Can someone please point me to right page in Bourbaki's book or provide some helpful comments on how to prove the equivalence?
Ok, I guess to close the question I should just copy down the guided exercise in Rudin's 'Functional Analysis' book, chapter 4, exercise 21. Here $X$ is a Banach space with its dual of continuous linear functionals $X^*$. I use the notation $B_X(x,r), B_{X^*}(f,r)$ for open norm-balls in $X$ and $X^*$. Further, $B_X[x,r], B_{X^*}[f,r]$ denotes closed norm-balls (radius up to and including $r$ so that $B_X[x,0] = \{x\}$).
The hypothesis is that we have a convex $K\subset X^*$ such that, for every $r>0$, $K \cap {B_{X^*}[0,r]}$ is weak*-closed (and hence weak*-compact).
(a) First note that $K$ is norm closed: For, if $g \in X^* \smallsetminus K$, we can find some $r>0$ with $g \in B_{X^*}(0,r)\smallsetminus K$. Since $ g\notin {B_{X^*}[0,r]} \cap K$ with this set being weak*-closed and hence norm-closed, we can find an $\varepsilon >0$ with $$B_{X^*}(g,\varepsilon) \subset B_{X^*}(0,r) \smallsetminus \left(K \cap {B_{X^*}[0,r]}\right).$$ Thus, $$ B_{X^*}(g,\varepsilon) \cap K = \varnothing. $$
(b) If we have, in addition to the hypothesis on $K$, that $K \cap {B_{X^*}[0,1]} = \varnothing$, then there exists an $x \in X$ with $\Re(f(x)) > 1$ for all $f \in K$: For $S \subset X$, we define the polar $$ P(S) := \bigcap_{s \in S} \left\lbrace f\in X^*: |f(s)| \leq 1 \right\rbrace. $$ It is easy to check that, for any $r>0$, \begin{equation}\label{1}\tag{1} \bigcap_{S \subset {B_{X}[0,r]}\text{ is finite.}} P(S) = {B_{X^*}\left[0,r^{-1}\right]}. \end{equation} Claim: We can choose a family of finite subsets $(S_i)_{i \in \mathbb{Z}_{\geq 0}}$ of $X$ such that, for each $k \in \mathbb{Z}_{\geq 0}$, $$ P(S_0) \cap \dots \cap P(S_{k-1}) \cap K \cap {B_{X^*}[0,k]} = \varnothing $$ and such that, for each $k \in \mathbb{Z}_{\geq 0}$, $kS_k \subset B_{X}[0,1]$.
Proof of Claim: We proceed by induction with the base step $P(S_0) \cap K \cap B_{X^*}[0,1]$ being clear for the set $S_0:= \{0\}$. We also have $0S_0 \subset B_X[0,1]$ Assume we have defined $S_0, \dots, S_{m}$ for some $m \geq 0$ with the required properties.
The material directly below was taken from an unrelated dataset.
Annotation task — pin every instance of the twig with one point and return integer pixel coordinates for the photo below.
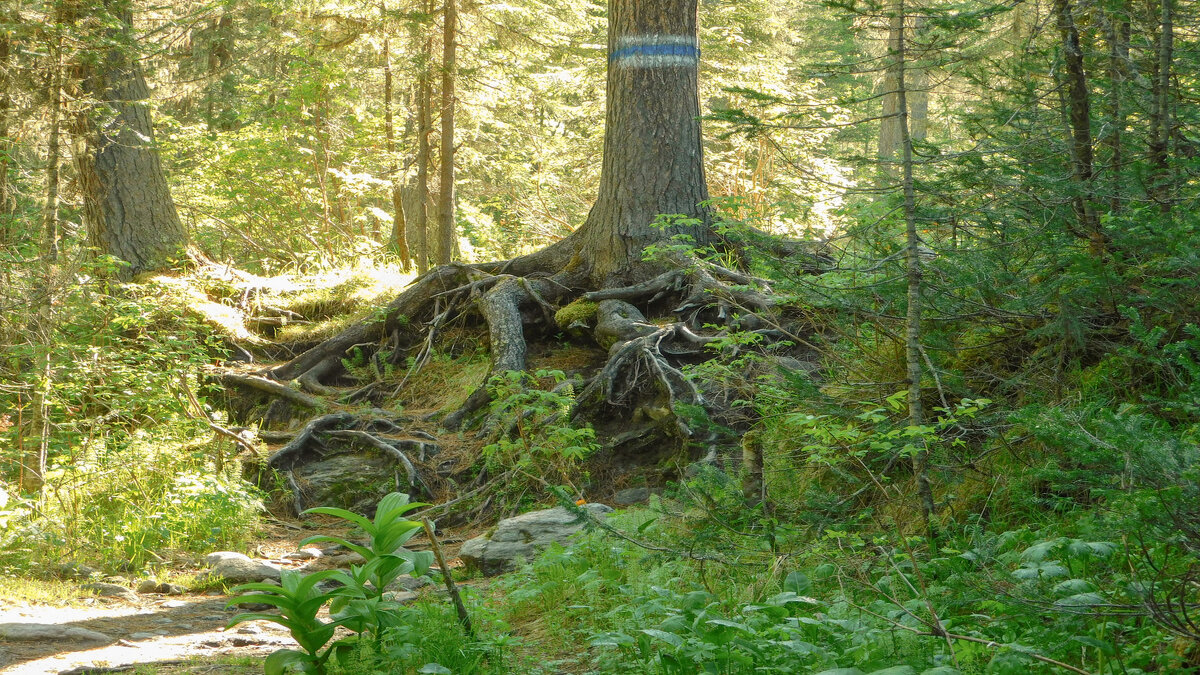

That is, they are finite sets with $iS_i \subset {B_{X}[0,1]}$ for each $i=1,\dots,m$, and we have \begin{equation}\label{2}\tag{2} P(S_0) \cap \dots \cap P(S_m) \cap K \cap {B_{X^*}[0, m+1]} = \varnothing. \end{equation} Consider the intersection $$ Q:= P(S_0) \cap \dots \cap P(S_{m}) \cap K \cap {B_{X^*}[0, m+2]} $$ which is weak*-compact by hypothesis on $K$. By \eqref{1}, we see that $$ \bigcup_{S \subset B_X[0,(m+1)^{-1}]\text{ is finite}} P(S)^c = B_{X^*}[0,(m+1)]^c $$ with the sets $P(S)^c$ occurring in the union being weak*-open. In light of \eqref{2}, the above equation shows that the collection $$ \left\lbrace P(S)^c \subset X^*: S \subset B_{X}[0,(m+1)^{-1}]\text{ is finite}\right\rbrace $$ is an open cover of $Q$. Weak*-compactness and the natural order of the open family over shows that there is some finite $S_{m+1} \subset B_{X}[0,(m+1)^{-1}]$ with $$ Q \cap S_{m+1} = \varnothing. $$ Thus the induction step is concluded and the proof of the Claim is complete. $\square$
We return to the proof of (b). Enumerate the elements of $\bigcup_{k \geq 0} S_k$ as a sequence $(x_k)_{k \in \mathbb{N}} \subset X$. By construction $$ \lim_{k \to \infty} \|x_k\| = 0. $$ Let $c_0 \subset \mathbb{C}^{\mathbb{N}}$ denote the Banach space of functions vanishing at infinity (with supremum norm). Define a function $\Lambda: X^* \to c_0$ by $$ \Lambda(f) := (f(x_k))_{k \in \mathbb{N}}. $$ Since, by construction, $K \cap \left(\bigcap_{k \in \mathbb{Z}_{\geq 0}} P(S_k)\right) = \varnothing$, we have that, for every $f \in K$, $$ \|\Lambda(f)\| > 1. $$ Using the convexity of $K$, the Hahn-Banach Theorem (cf. Theorem 3.4 (a) in Chapter 3 of the same book) then guarantees the existence of an element in the dual of $c_0$, that is some $(\alpha_k)_{k \in \mathbb{N}} \subset \ell^1(\mathbb{N})$, such that $$ 1 < \Re \sum_{k \in \mathbb{N}} \alpha_k f(x_k)\ \text{ for every } f \in K. $$ Putting $x:= \sum_{k \in \mathbb{N}} \alpha_k x_k \in X$ establishes part (b).
(c) We have the Krein-Smulian theorem now. Given only the assumption that the convex set $K \subset X^*$ satisfies $K\cap B_{X^*}[0,r]$ is weak*-closed for every $r>0$, we show that $K$ itself must be weak*-closed: Say $g \notin K$. By part (a), there is some $\varepsilon >0$ such that $$ B_{X*}[g, \varepsilon] \cap K = \varnothing. $$ Thus, we also have $$ B_{X*}[0,1] \cap \varepsilon^{-1}\left(K - g\right) = \varnothing. $$ We see that part (b) applies to the set $\varepsilon^{-1} (K - g)$ so that there is some $x \in X$ with $$ \Re f(x) > \Re g(x) \ \text{ for all } f \in K. $$ Thus $g$ is not in the weak*-closure of $K$ and $K$ is thus weak*-closed.
I would still like to see the page in Bourbaki's book where this theorem occurs.